Alerts and Updates

New Jersey Tax Sale Law Gives Purchaser of a Tax Sale Certificate a Tax Lien on the Underlying Property

June 30, 2014

The court found that as a matter of legislative intent, a tax sale certificate secures the obligation to pay municipal taxes, thus creating a tax lien.

The New Jersey Supreme Court, in In re: Princeton Office Park, L.P. v. Plymouth Park Tax Services, LLC, determined that under the Tax Sale Law, N.J.S.A. §§ 54:5-1 to -137, a purchaser of a tax sale certificate acquires a tax lien, not a lien securing the property owner's obligation to pay the amount owing to redeem the certificate. New Jersey law has long recognized that a purchaser of a tax sale certificate acquires a lien, but the particular type of lien acquired had not been plainly specified before the decision in this case.

In Princeton Office Park, a corporate property owner became severely delinquent on its tax payments, resulting in a public auction of its municipal tax liens. At auction, a purchaser made the winning bid and was issued a tax sale certificate. The issuance of the tax sale certificate set the amount the property owner could pay to redeem the certificate, and under New Jersey tax law, this redemption amount accrued interest at a rate of 18 percent.

The property owner did not redeem the certificate, and after two years, the purchaser initiated a tax lien foreclosure action. While this action was pending, the property owner filed for bankruptcy. Under the Bankruptcy Code, when a Bankruptcy Court formulates a reorganization plan, it must determine the rate of interest for a "tax claim" by reference to nonbankruptcy law; it cannot use its discretion to reduce the interest rate for "tax claims." In contrast, a Bankruptcy Court may reduce the interest rate for other liens that are not classified as "tax claims." In this case, the Bankruptcy Court considered the purchaser's lien not to be a "tax claim" and thus reduced the 18-percent interest rate to 6 percent. The purchaser objected, contending that the lien it acquired from the tax sale certificate was a tax lien, and that the Bankruptcy Court could not reduce the interest rate for its lien. The Bankruptcy Court and U.S. District Court for the District of New Jersey both found that the underlying obligation secured by the purchaser's lien was not the obligation to pay taxes to the municipality, but was instead the property owner's obligation to pay the redemption amount to the purchaser.

On appeal via a certified question from the U.S. Court of Appeals for the Third Circuit, the New Jersey Supreme Court rejected the lower court's ruling.
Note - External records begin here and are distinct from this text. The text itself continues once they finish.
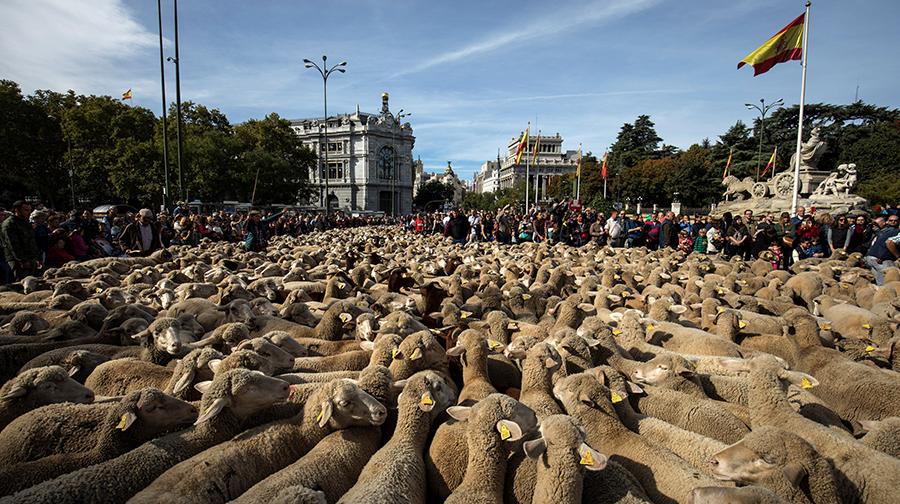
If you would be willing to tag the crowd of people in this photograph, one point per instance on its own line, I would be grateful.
(36, 238)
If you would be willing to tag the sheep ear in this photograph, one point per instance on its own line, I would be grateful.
(214, 409)
(202, 387)
(459, 413)
(324, 413)
(184, 381)
(126, 421)
(534, 448)
(456, 351)
(591, 459)
(509, 430)
(14, 392)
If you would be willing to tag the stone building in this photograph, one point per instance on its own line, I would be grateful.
(369, 158)
(551, 161)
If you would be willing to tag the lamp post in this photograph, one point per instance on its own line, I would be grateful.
(397, 119)
(324, 71)
(763, 109)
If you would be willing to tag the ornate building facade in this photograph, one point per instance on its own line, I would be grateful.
(370, 164)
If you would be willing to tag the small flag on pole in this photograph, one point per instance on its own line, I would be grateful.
(603, 170)
(786, 45)
(771, 163)
(523, 143)
(727, 164)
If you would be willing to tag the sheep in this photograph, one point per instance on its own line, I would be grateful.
(493, 426)
(562, 452)
(39, 387)
(228, 401)
(138, 417)
(664, 476)
(396, 473)
(784, 463)
(317, 468)
(225, 472)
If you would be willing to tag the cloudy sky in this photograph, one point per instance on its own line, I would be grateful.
(472, 73)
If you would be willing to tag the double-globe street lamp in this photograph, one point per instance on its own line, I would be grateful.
(324, 71)
(763, 109)
(398, 124)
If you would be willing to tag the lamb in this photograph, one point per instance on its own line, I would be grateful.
(782, 462)
(138, 417)
(493, 426)
(317, 468)
(226, 471)
(396, 473)
(228, 401)
(38, 387)
(562, 452)
(665, 477)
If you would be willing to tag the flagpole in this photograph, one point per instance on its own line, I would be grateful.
(796, 193)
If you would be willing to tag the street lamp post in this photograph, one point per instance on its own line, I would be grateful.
(763, 110)
(397, 119)
(324, 71)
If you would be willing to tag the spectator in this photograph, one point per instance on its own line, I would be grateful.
(19, 245)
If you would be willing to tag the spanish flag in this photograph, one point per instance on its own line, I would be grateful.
(786, 45)
(523, 143)
(771, 163)
(727, 164)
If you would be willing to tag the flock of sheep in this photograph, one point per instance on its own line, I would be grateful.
(374, 366)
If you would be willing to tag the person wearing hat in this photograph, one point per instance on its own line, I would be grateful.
(141, 237)
(19, 246)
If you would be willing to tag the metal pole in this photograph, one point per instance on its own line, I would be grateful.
(178, 107)
(796, 194)
(162, 85)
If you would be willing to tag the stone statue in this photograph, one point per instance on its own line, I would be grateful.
(839, 182)
(811, 151)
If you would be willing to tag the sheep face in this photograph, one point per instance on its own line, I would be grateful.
(348, 405)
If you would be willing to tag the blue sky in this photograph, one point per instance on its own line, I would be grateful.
(472, 73)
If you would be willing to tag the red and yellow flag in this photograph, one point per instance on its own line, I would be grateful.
(786, 45)
(523, 143)
(727, 164)
(771, 163)
(603, 170)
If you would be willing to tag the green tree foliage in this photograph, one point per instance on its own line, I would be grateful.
(431, 193)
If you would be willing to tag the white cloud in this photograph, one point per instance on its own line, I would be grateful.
(64, 44)
(541, 26)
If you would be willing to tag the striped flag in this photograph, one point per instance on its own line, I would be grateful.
(727, 164)
(523, 143)
(786, 45)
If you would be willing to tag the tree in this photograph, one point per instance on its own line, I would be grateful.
(433, 192)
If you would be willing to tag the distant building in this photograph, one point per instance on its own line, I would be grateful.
(551, 161)
(363, 152)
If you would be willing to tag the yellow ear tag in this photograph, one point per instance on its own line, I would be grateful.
(586, 458)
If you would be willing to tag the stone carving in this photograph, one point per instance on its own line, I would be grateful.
(810, 152)
(838, 183)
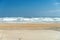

The court found that as a matter of legislative intent, a tax sale certificate secures the obligation to pay municipal taxes, thus creating a tax lien. The Tax Sale Law was intended to aid municipalities in raising revenue by making tax sale certificates an attractive investment. Under the Tax Sale Law, when a property owner becomes delinquent on taxes, the municipality obtains a continuous lien on the land. Subsequently, when a tax sale is held to enforce that municipal lien, the lien passes to the purchaser through issuance of the tax sale certificate, and the purchaser acquires an interest in the tax and in the municipal lien for that tax. The language of the Tax Sale Law itself enforces this interpretation, as it uses the term "tax lien certificate" as an alternative for "tax sale certificate." Additionally, the Tax Sale Law states that a property owner's tax delinquency survives the sale of a tax sale certificate.

The holding in this case appears to be a positive development for municipalities in New Jersey and purchasers of New Jersey tax sale certificates. Tax sale certificates have become a more attractive investment vehicle because they create tax liens that are not subject to interest rate reduction by bankruptcy courts, providing more security to purchasers. Because of this protection, investors may be more interested in purchasing tax sale certificates, and municipalities may raise more revenue. For banks and other parties with non-tax liens, however, this holding may be a negative development. Because it requires that tax sale certificate holders receive the statutorily determined interest rate in bankruptcy proceedings, other lien holders' interests rates might be reduced by a greater amount than the Bankruptcy Court would otherwise have determined in order to compensate for the additional amount owing to the tax lien holders. By making tax sale certificates more attractive, the holding also may create more competition for the certificates.